I am not sure where I picked up this book, but I took it off my shelf recently and figured I would read a little and if it didn't strike a chord with me I would just move it on to clear up some space.
This turned out to be a fascinating book. By his own admission, this book telling the story of a Latvian family, the impact of World War II on them, and a part of their family emigrating to New Zealand as refugees could have been written about any number of families, and they didn't consider themselves so unique. I am not sure myself whether that fine line of knowing these people very vaguely made it more interesting to me or whether it would have been just as engaging had I no knowledge of them.

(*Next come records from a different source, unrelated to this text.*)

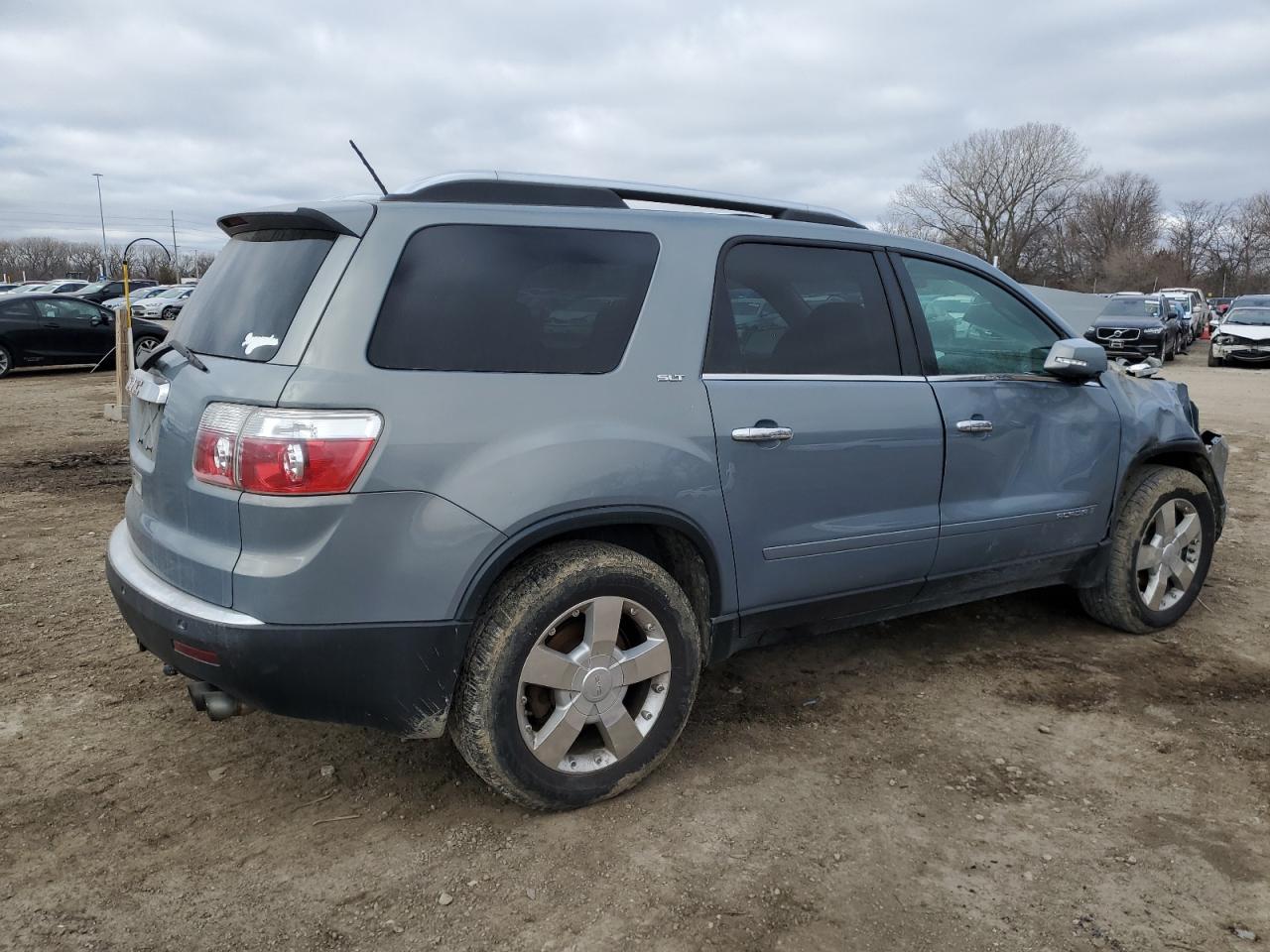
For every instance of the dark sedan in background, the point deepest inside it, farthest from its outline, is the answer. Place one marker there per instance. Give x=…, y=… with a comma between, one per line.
x=102, y=291
x=1138, y=325
x=59, y=329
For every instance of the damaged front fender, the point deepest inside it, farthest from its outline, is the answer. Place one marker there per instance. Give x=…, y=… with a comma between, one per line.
x=1160, y=424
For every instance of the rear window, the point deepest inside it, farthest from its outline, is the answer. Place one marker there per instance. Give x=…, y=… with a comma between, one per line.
x=250, y=295
x=1132, y=307
x=513, y=299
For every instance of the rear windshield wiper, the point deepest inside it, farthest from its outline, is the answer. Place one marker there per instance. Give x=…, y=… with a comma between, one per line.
x=171, y=344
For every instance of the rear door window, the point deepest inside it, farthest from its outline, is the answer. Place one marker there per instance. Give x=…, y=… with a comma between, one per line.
x=250, y=295
x=797, y=309
x=513, y=299
x=976, y=326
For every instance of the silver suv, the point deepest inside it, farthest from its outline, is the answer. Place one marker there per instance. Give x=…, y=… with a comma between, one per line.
x=508, y=457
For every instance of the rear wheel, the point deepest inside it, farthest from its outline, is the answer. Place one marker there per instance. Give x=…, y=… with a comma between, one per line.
x=1161, y=548
x=580, y=674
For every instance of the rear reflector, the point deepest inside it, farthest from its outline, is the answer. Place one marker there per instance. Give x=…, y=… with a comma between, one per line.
x=197, y=654
x=284, y=452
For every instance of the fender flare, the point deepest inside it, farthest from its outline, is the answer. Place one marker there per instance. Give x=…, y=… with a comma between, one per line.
x=1196, y=452
x=575, y=521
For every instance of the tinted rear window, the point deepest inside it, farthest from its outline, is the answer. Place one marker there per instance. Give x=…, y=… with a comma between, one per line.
x=1132, y=307
x=245, y=302
x=515, y=299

I will outline only the basics, as it is a story with various twists and turns, but before doing so I would add that I learned a lot about Latvia - a place I have travelled through between Lithuania and Russia, in around 2005. I don't know that I scratched far below the surface on my few weeks there, but this book did a good job of explaining the fractured relationship Latvia had with Russia, with Latvians fighting for, and then against Russians (and likewise against and then for the Germans).
Around the first third of the book explains the life of Andris Apse's father Voldermars. He recorded his time in the Latvian Army, then the Russian Army, and finally the German Army in diaries. He was at times very lucky to avoid major injury, while many around him were killed, or more perplexing, were removed and exiled to Siberia and other places by the Russians. Voldermars was a prisoner of war in both Germany and later Russia, and only a year after the birth of their son Andris, his wife gave him up for dead - either killed in battle or dead in a Russian gulag. Likewise Voldermars believed his wife and son were also killed in the war.
The opportunity to emigrate as refugees was offered to Kamilla and her young son, to New Zealand - a place they knew desperately little about, and the second part of the book explains how they set about making a new life for themselves.
After the breakup of the USSR in the early 1990s Kamilla and Andris discovered that Voldermars was still alive, and living back in Latvia. Then the opportunity arose for Andris to meet his father again after 46 years, and for Kamilla to meet again the man she had married on the last day of 1942. The tentative communication, followed by an eventual trip to Latvia fill out the balance of the book.
At times painfully sad, at others uplifting, but I found it an engaging read from start to finish.